I think that’s been the thing I’ve been most impressed by him. He is also for a former wide receiver he’s played really tough. He hasn’t been shy about contact, getting into the mix, and has played with a lot of spirit. I’ve really been proud of him. Just like a lot of other players, the whole process we’ve gone through this year has really stunted a lot of players’ development. But he’s gaining ground. He’s improving every day, and I was — just like you, I was more impressed with the way he bounced back and the way he kept competing and the way he kept challenging as opposed to the plays that he gave up.
Q. We’ll follow up with the other move in the secondary, S Marcus Epps kind of filling in for S Rodney McLeod. He came up with the big red zone pick. What have you seen from him and his ability, particularly it seems you like him in that single high spot at times? (John McMullen)

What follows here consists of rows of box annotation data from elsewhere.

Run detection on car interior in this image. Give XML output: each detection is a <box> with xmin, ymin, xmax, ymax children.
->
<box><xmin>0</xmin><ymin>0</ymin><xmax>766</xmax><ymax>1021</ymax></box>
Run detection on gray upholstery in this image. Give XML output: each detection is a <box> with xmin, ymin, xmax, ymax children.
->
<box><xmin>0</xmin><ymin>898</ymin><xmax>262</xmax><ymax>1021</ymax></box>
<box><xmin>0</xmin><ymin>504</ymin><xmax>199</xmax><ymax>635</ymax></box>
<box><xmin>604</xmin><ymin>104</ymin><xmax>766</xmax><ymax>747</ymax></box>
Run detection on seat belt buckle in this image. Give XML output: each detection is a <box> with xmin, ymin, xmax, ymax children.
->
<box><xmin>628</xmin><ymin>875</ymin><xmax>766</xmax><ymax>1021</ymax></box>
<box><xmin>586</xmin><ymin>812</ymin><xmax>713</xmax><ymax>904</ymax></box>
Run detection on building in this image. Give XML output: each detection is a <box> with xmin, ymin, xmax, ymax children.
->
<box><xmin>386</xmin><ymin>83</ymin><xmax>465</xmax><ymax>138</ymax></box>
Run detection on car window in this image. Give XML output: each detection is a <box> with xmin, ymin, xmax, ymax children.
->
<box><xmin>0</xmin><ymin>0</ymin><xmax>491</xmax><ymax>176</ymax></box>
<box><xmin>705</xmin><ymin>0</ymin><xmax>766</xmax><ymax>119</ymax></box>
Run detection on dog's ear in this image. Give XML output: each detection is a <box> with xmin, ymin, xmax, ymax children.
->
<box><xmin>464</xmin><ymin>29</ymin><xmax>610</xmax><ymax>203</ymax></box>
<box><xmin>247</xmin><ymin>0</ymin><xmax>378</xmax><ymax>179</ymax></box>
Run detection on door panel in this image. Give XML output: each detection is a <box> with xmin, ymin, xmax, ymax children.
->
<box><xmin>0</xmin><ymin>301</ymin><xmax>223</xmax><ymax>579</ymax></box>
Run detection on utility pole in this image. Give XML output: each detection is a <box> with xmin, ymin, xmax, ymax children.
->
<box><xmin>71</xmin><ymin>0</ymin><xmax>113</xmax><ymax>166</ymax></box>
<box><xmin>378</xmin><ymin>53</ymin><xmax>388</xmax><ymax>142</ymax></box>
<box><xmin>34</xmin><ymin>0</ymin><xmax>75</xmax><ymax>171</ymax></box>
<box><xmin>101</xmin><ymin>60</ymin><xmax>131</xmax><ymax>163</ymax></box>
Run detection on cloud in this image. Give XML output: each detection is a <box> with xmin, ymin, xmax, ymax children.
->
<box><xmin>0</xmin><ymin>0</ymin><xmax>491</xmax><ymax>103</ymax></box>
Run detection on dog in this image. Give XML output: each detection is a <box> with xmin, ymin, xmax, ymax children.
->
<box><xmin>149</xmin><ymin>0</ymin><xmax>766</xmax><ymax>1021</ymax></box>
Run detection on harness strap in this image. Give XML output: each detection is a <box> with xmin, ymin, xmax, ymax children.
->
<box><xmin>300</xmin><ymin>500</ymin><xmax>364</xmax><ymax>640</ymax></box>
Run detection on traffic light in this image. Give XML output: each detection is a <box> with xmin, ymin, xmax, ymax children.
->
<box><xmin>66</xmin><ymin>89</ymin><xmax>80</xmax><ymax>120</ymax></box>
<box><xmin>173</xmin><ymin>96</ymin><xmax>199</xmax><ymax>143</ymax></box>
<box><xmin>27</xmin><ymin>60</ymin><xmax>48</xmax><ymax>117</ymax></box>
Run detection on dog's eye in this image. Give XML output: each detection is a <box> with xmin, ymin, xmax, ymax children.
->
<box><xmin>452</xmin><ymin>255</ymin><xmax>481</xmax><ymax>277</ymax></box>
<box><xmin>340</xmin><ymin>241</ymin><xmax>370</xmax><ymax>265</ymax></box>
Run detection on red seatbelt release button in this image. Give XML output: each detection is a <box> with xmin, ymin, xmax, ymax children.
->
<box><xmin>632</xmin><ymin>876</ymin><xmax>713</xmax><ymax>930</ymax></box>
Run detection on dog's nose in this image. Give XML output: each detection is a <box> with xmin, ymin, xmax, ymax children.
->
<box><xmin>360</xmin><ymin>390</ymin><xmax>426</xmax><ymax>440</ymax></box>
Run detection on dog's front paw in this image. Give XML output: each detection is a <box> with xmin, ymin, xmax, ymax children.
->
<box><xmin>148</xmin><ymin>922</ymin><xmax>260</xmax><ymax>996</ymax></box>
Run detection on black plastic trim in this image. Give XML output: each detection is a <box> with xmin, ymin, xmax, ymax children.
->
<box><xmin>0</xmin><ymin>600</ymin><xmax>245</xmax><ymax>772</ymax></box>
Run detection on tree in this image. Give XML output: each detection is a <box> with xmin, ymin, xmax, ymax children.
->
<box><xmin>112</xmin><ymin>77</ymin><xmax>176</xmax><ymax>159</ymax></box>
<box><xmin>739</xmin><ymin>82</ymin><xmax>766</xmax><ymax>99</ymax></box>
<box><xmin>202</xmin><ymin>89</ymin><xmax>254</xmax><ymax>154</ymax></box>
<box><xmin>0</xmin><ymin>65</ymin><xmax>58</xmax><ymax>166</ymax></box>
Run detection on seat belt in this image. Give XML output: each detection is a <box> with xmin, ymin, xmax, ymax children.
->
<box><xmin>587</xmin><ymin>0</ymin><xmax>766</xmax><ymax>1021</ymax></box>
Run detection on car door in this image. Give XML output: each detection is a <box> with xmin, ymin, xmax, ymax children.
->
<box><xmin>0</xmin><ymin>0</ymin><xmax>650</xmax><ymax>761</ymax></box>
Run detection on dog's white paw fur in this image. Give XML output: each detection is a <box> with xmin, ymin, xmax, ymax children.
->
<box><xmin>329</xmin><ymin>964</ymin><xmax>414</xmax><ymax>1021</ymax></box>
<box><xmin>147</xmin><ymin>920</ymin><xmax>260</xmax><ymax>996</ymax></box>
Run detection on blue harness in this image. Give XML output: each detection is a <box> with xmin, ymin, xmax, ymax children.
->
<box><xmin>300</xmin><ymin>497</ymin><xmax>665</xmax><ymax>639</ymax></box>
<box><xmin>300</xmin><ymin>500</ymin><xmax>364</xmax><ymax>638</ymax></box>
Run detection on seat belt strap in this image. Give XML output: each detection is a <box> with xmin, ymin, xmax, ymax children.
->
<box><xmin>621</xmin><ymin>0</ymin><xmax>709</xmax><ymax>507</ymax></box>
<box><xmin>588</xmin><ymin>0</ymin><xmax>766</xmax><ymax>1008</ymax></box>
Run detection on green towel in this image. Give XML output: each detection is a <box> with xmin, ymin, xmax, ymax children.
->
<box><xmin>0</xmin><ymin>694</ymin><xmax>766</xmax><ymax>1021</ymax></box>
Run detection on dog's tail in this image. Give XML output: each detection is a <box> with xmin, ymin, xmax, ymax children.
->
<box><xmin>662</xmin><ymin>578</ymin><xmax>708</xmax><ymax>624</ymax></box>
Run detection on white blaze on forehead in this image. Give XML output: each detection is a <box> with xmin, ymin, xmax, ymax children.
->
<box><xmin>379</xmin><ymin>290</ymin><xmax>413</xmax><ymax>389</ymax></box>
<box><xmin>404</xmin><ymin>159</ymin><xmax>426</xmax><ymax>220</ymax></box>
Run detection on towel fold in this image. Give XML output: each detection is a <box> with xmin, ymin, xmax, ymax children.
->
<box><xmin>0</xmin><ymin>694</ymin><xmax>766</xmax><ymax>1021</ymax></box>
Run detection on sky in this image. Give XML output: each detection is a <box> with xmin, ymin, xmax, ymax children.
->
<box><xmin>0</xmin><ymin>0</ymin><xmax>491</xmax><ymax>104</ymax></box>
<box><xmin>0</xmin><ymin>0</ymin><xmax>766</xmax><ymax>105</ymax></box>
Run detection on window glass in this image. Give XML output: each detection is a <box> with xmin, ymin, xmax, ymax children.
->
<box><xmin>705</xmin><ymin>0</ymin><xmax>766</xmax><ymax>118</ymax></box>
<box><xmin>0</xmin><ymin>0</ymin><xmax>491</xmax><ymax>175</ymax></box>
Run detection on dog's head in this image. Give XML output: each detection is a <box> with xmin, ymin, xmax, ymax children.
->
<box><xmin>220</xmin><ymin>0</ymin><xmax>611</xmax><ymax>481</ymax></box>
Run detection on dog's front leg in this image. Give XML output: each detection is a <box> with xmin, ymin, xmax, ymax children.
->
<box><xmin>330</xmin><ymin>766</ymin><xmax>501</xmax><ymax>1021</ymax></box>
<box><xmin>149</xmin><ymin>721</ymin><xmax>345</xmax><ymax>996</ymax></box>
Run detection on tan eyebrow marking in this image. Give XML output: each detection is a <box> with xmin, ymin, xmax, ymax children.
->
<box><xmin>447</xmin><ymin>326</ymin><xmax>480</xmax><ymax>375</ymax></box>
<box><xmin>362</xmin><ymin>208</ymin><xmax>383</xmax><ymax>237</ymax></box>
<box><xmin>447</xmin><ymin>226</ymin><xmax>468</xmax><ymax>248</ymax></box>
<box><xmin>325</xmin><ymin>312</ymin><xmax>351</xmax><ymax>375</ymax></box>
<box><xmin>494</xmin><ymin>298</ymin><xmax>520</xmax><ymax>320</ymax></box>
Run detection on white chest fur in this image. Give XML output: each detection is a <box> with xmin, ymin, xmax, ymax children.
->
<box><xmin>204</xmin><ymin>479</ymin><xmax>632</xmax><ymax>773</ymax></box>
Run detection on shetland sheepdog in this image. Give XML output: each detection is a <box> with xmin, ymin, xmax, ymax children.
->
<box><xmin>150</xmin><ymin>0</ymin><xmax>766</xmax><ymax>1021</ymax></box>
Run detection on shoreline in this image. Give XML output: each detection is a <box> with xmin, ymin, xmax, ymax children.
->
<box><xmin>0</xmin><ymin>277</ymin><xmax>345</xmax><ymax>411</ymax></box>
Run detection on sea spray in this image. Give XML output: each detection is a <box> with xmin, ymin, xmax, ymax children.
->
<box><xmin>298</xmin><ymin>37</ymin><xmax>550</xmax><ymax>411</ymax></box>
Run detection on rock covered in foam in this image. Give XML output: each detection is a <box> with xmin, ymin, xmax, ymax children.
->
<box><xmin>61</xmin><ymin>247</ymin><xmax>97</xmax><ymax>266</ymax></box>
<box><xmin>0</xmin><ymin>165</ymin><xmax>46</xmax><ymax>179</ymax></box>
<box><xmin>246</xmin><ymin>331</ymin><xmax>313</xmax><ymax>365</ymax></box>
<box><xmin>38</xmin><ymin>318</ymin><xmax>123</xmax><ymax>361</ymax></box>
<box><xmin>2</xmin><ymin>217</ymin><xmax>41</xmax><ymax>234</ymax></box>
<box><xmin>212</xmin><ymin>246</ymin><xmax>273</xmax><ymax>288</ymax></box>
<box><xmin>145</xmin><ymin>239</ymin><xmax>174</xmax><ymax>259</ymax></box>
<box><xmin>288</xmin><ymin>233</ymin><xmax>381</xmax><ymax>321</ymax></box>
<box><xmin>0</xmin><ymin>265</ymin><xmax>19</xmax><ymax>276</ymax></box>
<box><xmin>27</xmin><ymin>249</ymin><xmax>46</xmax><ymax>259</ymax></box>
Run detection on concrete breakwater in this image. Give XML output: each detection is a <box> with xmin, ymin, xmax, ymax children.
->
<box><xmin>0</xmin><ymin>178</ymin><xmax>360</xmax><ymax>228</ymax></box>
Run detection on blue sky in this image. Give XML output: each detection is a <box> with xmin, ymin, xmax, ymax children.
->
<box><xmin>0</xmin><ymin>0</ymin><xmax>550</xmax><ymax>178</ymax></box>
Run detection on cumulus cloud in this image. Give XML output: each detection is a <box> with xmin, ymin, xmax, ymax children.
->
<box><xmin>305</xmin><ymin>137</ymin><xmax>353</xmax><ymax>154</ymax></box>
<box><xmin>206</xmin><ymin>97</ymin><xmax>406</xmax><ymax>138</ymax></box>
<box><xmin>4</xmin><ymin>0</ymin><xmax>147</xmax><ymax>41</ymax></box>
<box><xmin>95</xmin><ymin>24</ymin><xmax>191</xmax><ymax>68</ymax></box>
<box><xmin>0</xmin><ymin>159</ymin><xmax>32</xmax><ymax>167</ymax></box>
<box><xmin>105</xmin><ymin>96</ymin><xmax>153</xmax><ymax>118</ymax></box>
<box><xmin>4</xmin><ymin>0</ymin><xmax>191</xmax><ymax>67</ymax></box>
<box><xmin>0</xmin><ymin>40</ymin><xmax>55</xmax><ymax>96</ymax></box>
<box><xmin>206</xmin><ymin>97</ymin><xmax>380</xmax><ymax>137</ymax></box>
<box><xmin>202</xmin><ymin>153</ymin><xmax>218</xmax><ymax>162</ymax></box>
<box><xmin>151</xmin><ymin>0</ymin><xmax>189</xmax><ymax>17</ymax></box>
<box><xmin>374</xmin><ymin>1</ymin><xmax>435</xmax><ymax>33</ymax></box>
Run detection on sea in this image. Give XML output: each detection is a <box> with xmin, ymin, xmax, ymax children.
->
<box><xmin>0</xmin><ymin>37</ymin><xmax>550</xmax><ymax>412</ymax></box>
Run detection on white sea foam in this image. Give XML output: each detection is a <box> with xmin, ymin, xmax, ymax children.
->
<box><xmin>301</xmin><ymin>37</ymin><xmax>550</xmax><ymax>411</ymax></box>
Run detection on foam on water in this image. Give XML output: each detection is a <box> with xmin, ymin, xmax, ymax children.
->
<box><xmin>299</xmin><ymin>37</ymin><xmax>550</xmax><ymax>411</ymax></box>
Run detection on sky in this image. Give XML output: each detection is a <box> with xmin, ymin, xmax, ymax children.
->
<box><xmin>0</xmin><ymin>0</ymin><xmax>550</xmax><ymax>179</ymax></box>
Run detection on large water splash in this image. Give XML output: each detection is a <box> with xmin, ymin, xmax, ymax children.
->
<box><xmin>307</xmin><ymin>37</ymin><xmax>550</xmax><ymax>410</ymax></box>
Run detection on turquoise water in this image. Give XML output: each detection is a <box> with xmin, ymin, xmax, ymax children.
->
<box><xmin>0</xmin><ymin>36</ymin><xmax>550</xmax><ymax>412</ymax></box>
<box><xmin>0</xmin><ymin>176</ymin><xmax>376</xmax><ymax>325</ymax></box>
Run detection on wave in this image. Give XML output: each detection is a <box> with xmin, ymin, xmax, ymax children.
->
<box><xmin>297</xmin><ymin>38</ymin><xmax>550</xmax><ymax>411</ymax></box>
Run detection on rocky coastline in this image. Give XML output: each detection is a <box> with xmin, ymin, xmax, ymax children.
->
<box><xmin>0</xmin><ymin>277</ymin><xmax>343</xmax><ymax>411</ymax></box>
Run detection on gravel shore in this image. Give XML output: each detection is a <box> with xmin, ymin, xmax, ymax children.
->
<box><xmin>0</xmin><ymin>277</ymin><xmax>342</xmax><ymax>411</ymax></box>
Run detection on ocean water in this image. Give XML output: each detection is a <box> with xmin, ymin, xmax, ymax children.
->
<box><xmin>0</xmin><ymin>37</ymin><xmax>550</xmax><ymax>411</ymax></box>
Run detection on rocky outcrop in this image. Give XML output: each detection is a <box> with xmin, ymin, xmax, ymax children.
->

JIM SCHWARTZ: He did that for us last year when he came in as a rookie, but pretty much the only thing he ever really had to do last year for us was play the middle of the field. He’s another guy that got hurt this year, and it sets guys back, the ability to learn different positions and do those things.
Obviously with Rodney hurt, a lot more fell on him and fell on [S] K’Von Wallace, also. Both of those guys went out, they made some plays, they made some mistakes. Getting a red zone turnover is big, takes points off the board. So that was huge. Getting a couple red zone takeaways in that game was huge. We weren’t playing great. We were giving up a lot of yards, but in a bend-but-don’t-break world, those turnovers mean a lot, as did 4th down stop. You get a 4th down stop, in my experience, a 4th down stop is basically three points because if they go for it on 4th down in the red zone they’ve turned down a field goal, and if they go for it on 4th down around midfield, you get a stop, you’ve put your offense in really good position to get a field goal, maybe even a touchdown.
We’ve always counted a 4th down stop like a three-point play and we were able to get one of those, also.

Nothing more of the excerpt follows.